The plan was simple. The books of fiction were first taken from the selves and listed consecutively in the accession book, as shown. The accession number was written on the back of the title page, together with the author's initial. Then three index cards were hand-lettered for each book; one, an author card, with the name of the author on the top line; another, the title card, with the title of the book on the top line; the third, a shelf list card on which appeared the accession number of the book. Finally, the author's initial was hand lettered, with the white ink, on the book and shellacked to prevent rubbing off.


Since fiction comprised the main part of the library, work on it was completed before non-fiction classification was attempted. There were nearly one thousand volumes. The author and title cards went into one big alphabetically indexed file in the steel file cabinet, using, the 120 division index tabs, and lock rods to prevent removal of cards. The shelf list cards went into the pasteboard file boxes as the list is only used by the librarians.


When the cards were done, the shelf indexing began. Starting with the "A" authors in the upper, left-hand, case and working to the lower, right-hand, cases, a case at a time, the fiction was arranged so that all of an author's books appeared together. The large, distinct, white letters made it easy to pick out at a glance the books of any author. If you wanted some "Winnowed Wisdom," from Stephen Leacock, you could find Mr.
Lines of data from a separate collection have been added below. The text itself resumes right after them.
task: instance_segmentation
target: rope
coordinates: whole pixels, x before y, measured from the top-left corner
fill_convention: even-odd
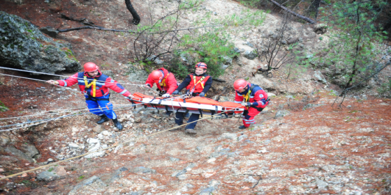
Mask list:
[[[55,75],[55,74],[50,74],[50,73],[45,73],[45,72],[36,72],[36,71],[30,71],[30,70],[20,70],[20,69],[15,69],[15,68],[5,68],[5,67],[1,67],[0,66],[0,69],[5,69],[5,70],[15,70],[15,71],[21,71],[21,72],[31,72],[31,73],[36,73],[36,74],[40,74],[40,75],[52,75],[52,76],[57,76],[57,77],[71,77],[71,76],[65,76],[65,75]],[[1,74],[1,75],[4,75],[4,74]],[[10,76],[9,75],[8,75]],[[15,76],[16,77],[19,77],[19,78],[24,78],[26,79],[27,77],[17,77],[17,76]],[[84,77],[73,77],[73,78],[75,78],[75,79],[84,79]],[[29,78],[31,79],[31,78]],[[44,80],[40,80],[40,79],[31,79],[32,80],[37,80],[37,81],[46,81]],[[93,81],[94,79],[87,79],[87,80],[89,81]],[[105,82],[105,83],[110,83],[110,81],[99,81],[99,82]],[[124,85],[134,85],[134,86],[140,86],[140,87],[144,87],[144,85],[140,85],[140,84],[126,84],[126,83],[119,83],[117,82],[117,84],[124,84]],[[64,87],[64,86],[63,86]]]
[[[132,104],[131,105],[129,106],[125,106],[125,107],[118,107],[116,109],[113,109],[113,110],[118,110],[119,109],[121,108],[126,108],[126,107],[133,107],[134,106],[136,105],[139,105],[139,104],[144,104],[145,103],[140,103],[140,104]],[[66,117],[70,117],[70,116],[79,116],[79,115],[83,115],[83,114],[89,114],[91,112],[84,112],[84,113],[81,113],[81,114],[71,114],[71,115],[64,115],[64,116],[61,116],[57,118],[48,118],[48,119],[44,119],[44,120],[35,120],[35,121],[31,121],[31,122],[26,122],[26,123],[17,123],[17,124],[12,124],[12,125],[6,125],[6,126],[1,126],[0,127],[0,128],[3,128],[3,127],[12,127],[12,126],[16,126],[16,125],[24,125],[24,124],[29,124],[29,123],[40,123],[40,122],[43,122],[43,123],[47,123],[49,121],[53,120],[56,120],[56,119],[59,119],[59,118],[66,118]],[[39,124],[41,124],[39,123]],[[34,124],[34,125],[31,125],[31,126],[34,126],[34,125],[37,125],[38,124]],[[20,128],[24,128],[25,127],[20,127],[18,128],[14,128],[13,130],[15,130],[15,129],[20,129]],[[6,132],[6,131],[9,131],[10,130],[0,130],[0,132]]]
[[[1,68],[0,67],[0,68]],[[34,80],[34,81],[43,81],[43,82],[45,82],[45,83],[46,83],[46,81],[45,81],[45,80],[40,80],[40,79],[36,79],[29,78],[29,77],[23,77],[15,76],[15,75],[6,75],[6,74],[3,74],[3,73],[0,73],[0,75],[4,75],[4,76],[12,77],[17,77],[17,78],[27,79],[30,79],[30,80]],[[59,85],[57,85],[57,84],[53,84],[53,85],[57,86],[61,86],[61,87],[65,88],[66,88],[67,90],[68,90],[68,91],[72,91],[73,93],[76,93],[77,94],[81,95],[80,93],[78,93],[78,92],[76,92],[76,91],[73,91],[73,90],[74,90],[73,88],[69,88],[69,87],[66,87],[66,86],[59,86]]]
[[[112,104],[113,106],[124,106],[126,104]],[[45,116],[45,115],[51,115],[51,114],[61,114],[61,113],[66,113],[66,112],[71,112],[71,111],[85,111],[85,110],[95,110],[95,109],[100,109],[101,108],[96,108],[96,109],[83,109],[85,108],[85,107],[77,107],[77,108],[73,108],[73,109],[57,109],[57,110],[49,110],[49,111],[46,111],[40,114],[31,114],[31,115],[24,115],[24,116],[15,116],[15,117],[8,117],[8,118],[0,118],[0,120],[8,120],[8,119],[15,119],[15,118],[27,118],[27,117],[31,117],[31,116]],[[78,111],[73,111],[75,109],[80,109]],[[52,113],[49,113],[47,114],[47,112],[52,112]]]
[[[235,108],[235,109],[237,109],[237,108],[239,108],[239,107],[236,107],[236,108]],[[223,111],[223,112],[221,112],[220,114],[223,114],[223,113],[225,113],[225,112],[227,112],[227,111],[230,111],[230,110],[225,111]],[[191,122],[191,123],[186,123],[186,124],[183,124],[183,125],[179,125],[179,126],[174,127],[172,127],[172,128],[170,128],[170,129],[167,129],[167,130],[165,130],[158,132],[150,134],[149,134],[149,135],[145,135],[145,136],[142,136],[142,137],[136,138],[135,140],[140,139],[141,139],[141,138],[145,138],[145,137],[147,137],[147,136],[152,136],[152,135],[156,135],[156,134],[160,134],[160,133],[163,133],[163,132],[166,132],[166,131],[169,131],[169,130],[173,130],[173,129],[178,128],[178,127],[182,127],[182,126],[184,126],[184,125],[187,125],[188,124],[191,124],[191,123],[196,123],[196,122],[197,122],[197,121],[198,121],[198,120],[205,120],[205,119],[210,118],[213,118],[213,117],[214,117],[214,116],[209,116],[209,117],[202,118],[201,118],[201,119],[198,119],[198,120],[195,120],[195,121],[193,121],[193,122]],[[50,164],[47,164],[47,165],[38,166],[38,167],[36,167],[36,168],[34,168],[34,169],[29,169],[29,170],[26,170],[26,171],[22,171],[22,172],[20,172],[20,173],[17,173],[12,174],[12,175],[10,175],[10,176],[6,176],[6,177],[3,177],[3,178],[0,178],[0,181],[1,181],[1,180],[3,180],[8,179],[8,178],[13,178],[13,177],[15,177],[15,176],[20,176],[20,175],[22,175],[22,174],[23,174],[23,173],[29,173],[29,172],[31,172],[31,171],[36,171],[36,170],[42,169],[45,168],[45,167],[51,166],[53,166],[53,165],[54,165],[54,164],[59,164],[59,163],[61,163],[61,162],[67,162],[67,161],[68,161],[68,160],[71,160],[71,159],[77,159],[77,158],[79,158],[79,157],[85,156],[85,155],[87,155],[92,154],[92,153],[98,153],[98,152],[101,152],[101,151],[103,151],[103,150],[108,150],[108,149],[110,149],[110,148],[114,148],[114,147],[117,147],[117,146],[119,146],[119,145],[121,145],[121,144],[125,144],[125,143],[130,143],[130,142],[131,142],[131,141],[128,141],[122,142],[122,143],[117,143],[117,144],[116,144],[116,145],[113,145],[113,146],[110,146],[110,147],[108,147],[108,148],[103,148],[103,149],[98,150],[96,150],[96,151],[92,151],[92,152],[87,153],[85,153],[85,154],[82,154],[82,155],[78,155],[78,156],[73,157],[71,157],[71,158],[68,158],[68,159],[66,159],[60,160],[60,161],[58,161],[58,162],[56,162],[50,163]]]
Leacock in his proper alphabetical place in "L" almost instantly.


The two hundred-odd books of non-fiction presented a much more difficult problem to the amateur librarians. An additional card giving the subject had to be prepared for each of the volumes. Running the subject to earth in a simple Dewey Decimal Classification (a nu akwizishun, kosting $2.50) proved a fascinating game. Biographies were lettered "B," with the name of the person studied in smaller lettering. All other non-fiction had to have the Dewey Decimal Classification numbers printed on them. They were shelf arranged by these numbers. Beginning with the zeroes in the upper left of the non-fiction section, they ran through to the nines, the last major classification. For instance, if you wanted a book on games, instead of a game with books, you looked for that subject card in the big card index and found, under, "Games of Skill," Hoyle's Book of Games with its number 794. A glance at the shelves located the "700's" and 794 was readily spotted.